Introduction
The scientific method, which selects, explains, and orders, acknowledges the limits imposed upon it by the fact that the use of the method transforms its object, and that consequently the method can no longer be separated from its object.
Search engines today
Since the last few years, the Internet, and the Web in particular, have undergone profound transformations driven by multiple changes in orders of magnitude. Ever more data on ever more machines are accessible to ever more Internet users. The electronic economy has also expanded, and what was yesterday merely an experimental showcase for commercial enterprises has become, often at the cost of unsuccessful attempts, a fully-fledged economic sector. These changes have given rise to new behaviours both among Internet users and site administrators.
On the users’ side, the problem that has emerged is finding one’s way among the billions of available pages. The average user wants to have the means to access all the resources offered by the Web, and the usual methods (hyperlink navigation from a portal, knowing the right address through extra-Web means) are no longer sufficient.
On the sites’ side, the symmetric problem of visibility arises. A site, however well designed, has value only if it is visited, like the tree that falls in the forest. This problem of visibility has many facets, which are the same as for visibility in the real world. The visibility of Mr. Durand’s personal site is for him the assurance of being known or contacted by those who wish to do so. The visibility of a commercial site represents money. Being more visible than one’s competitors makes it possible to acquire new customers at their expense, which, in a still limited but rapidly expanding market, is a near-necessary condition for survival.
While the two problems of accessibility and visibility are symmetric, they do not necessarily go hand in hand.

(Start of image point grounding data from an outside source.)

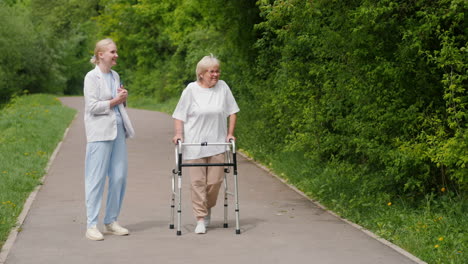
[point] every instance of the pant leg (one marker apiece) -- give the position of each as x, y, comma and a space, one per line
118, 169
215, 177
198, 188
96, 168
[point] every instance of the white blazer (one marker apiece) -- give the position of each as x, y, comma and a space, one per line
100, 119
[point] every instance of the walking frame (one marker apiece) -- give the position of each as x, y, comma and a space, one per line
177, 173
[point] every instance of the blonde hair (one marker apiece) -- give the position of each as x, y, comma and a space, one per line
205, 63
100, 46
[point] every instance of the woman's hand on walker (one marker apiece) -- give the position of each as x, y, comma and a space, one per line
176, 138
229, 137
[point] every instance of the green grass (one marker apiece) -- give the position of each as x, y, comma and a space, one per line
31, 126
152, 104
434, 228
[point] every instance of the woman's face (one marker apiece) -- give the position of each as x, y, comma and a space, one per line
109, 56
210, 77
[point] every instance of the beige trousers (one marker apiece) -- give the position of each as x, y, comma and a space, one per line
205, 184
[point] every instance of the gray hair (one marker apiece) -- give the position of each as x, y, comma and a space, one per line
100, 45
205, 63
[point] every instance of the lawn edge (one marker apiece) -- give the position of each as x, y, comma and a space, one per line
5, 250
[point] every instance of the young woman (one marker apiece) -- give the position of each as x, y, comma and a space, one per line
107, 127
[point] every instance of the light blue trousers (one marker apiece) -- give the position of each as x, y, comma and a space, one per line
106, 158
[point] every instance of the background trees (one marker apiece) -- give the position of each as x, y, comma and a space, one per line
376, 86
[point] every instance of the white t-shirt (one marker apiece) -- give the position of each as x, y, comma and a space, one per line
204, 112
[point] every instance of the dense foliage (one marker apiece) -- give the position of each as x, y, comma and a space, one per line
44, 45
367, 98
380, 86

If an Internet user wants to eat apples, their main concern will be to find Web pages that discuss apples, or even sell them. On the other side, a pear enthusiast’s site will want to make itself known to the apple-eating Internet user, if possible before they have found an apple site, in order to try to change their mind and convert them to pears.
The primary purpose of search engines is to ensure the accessibility of as many Web pages as possible to Internet users. In practice, from the largest possible selection of pages, the engine must return the pages that meet the user’s needs, those needs being expressed through a query. But they have in fact also become the main medium of visibility for sites.

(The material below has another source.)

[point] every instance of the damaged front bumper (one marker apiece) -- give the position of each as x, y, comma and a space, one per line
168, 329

This strategic position, at the crossroads of the Internet user and the site, makes the search engine the centrepiece of today’s Web, and it is no surprise to see that the company Google, which holds — to this day — a near monopoly in the search engine sector, is now publicly traded on the stock market.
Knowing the Web
One of the foremost qualities of a search engine is having a substantial database, both from a quantitative and a qualitative standpoint. In Part I we propose to highlight the issues raised by these databases built by search engines.

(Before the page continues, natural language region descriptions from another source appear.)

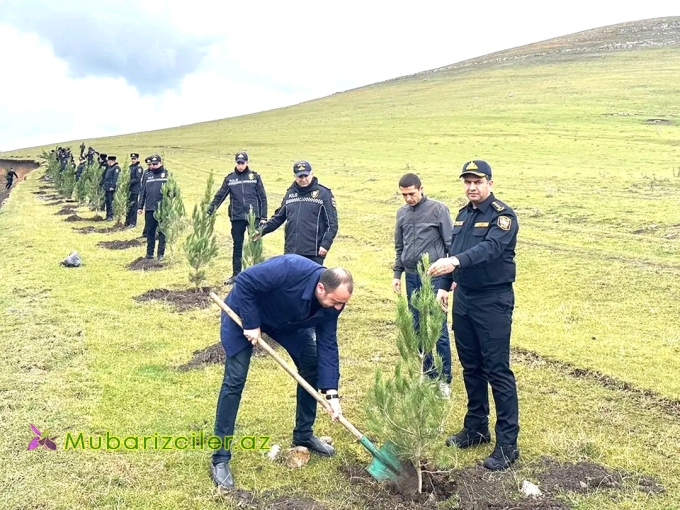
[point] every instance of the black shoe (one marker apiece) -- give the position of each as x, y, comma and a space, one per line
502, 457
316, 445
466, 438
222, 476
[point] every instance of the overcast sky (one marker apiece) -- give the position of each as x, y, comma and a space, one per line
78, 69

We begin by attempting to define the Web, which, as we shall see in Chapter 1, is not as easy as one might initially think. Once this is done, we will be able, in Chapter 2, to study those subsets of the Web known as crawls. Crawls naturally carry a graph structure that we will detail in Chapter 3. In particular, we will try to put into perspective the bow-tie model, whose conclusions are too often misinterpreted, and we will demonstrate the existence of a very strong site-level organisation of Web pages linked to the URL decomposition tree. We will show in particular that the canonical structure of sites makes it possible to compute in linear time a good approximation of a certain site decomposition of a Web graph.
Finding the right pages
More than the size of its database, it is the way a search engine uses it that determines its effectiveness. While for a given query the database will often contain several tens of thousands of pages likely to provide a suitable answer, Internet users will rarely look beyond the first or results returned by the engine. It is therefore necessary to sort through the possible answers in order to extract, automatically, the few pages best suited to a given query.
First-generation search engines used methods of lexical and semantic relevance to perform this sorting: the first pages returned were those that, from the standpoint of semantic analysis, were closest to the query. But fairly quickly, relevance-based ranking was undermined by the sites’ need for visibility. Many sites began to pad the semantic content of their pages using techniques of varying ingenuity and honesty, for example by filling the page with white text on a white background. Very often, instead of being directed to the most relevant pages, the Internet user would end up on pages that had nothing to do with their query, but whose desire for visibility was very strong.
To counter these techniques, new ranking methods were introduced, with the aim of inferring the importance of Web pages from the graph structure formed by the known pages. It is one of these families of ranking methods, the PageRanks, that will be studied in Part II.
Chapter 4 will recall some theoretical foundations on Markov chains, and will develop in particular certain connections between graph theory and the theory of stochastic processes that are necessary for a proper understanding of PageRank. Chapter 5 will provide an opportunity to present a near-exhaustive bestiary of classical PageRank algorithms. In particular, we will present a unified view of PageRank in terms of stochastic interpretation, and highlight the commonalities, differences, advantages, and drawbacks of the various methods.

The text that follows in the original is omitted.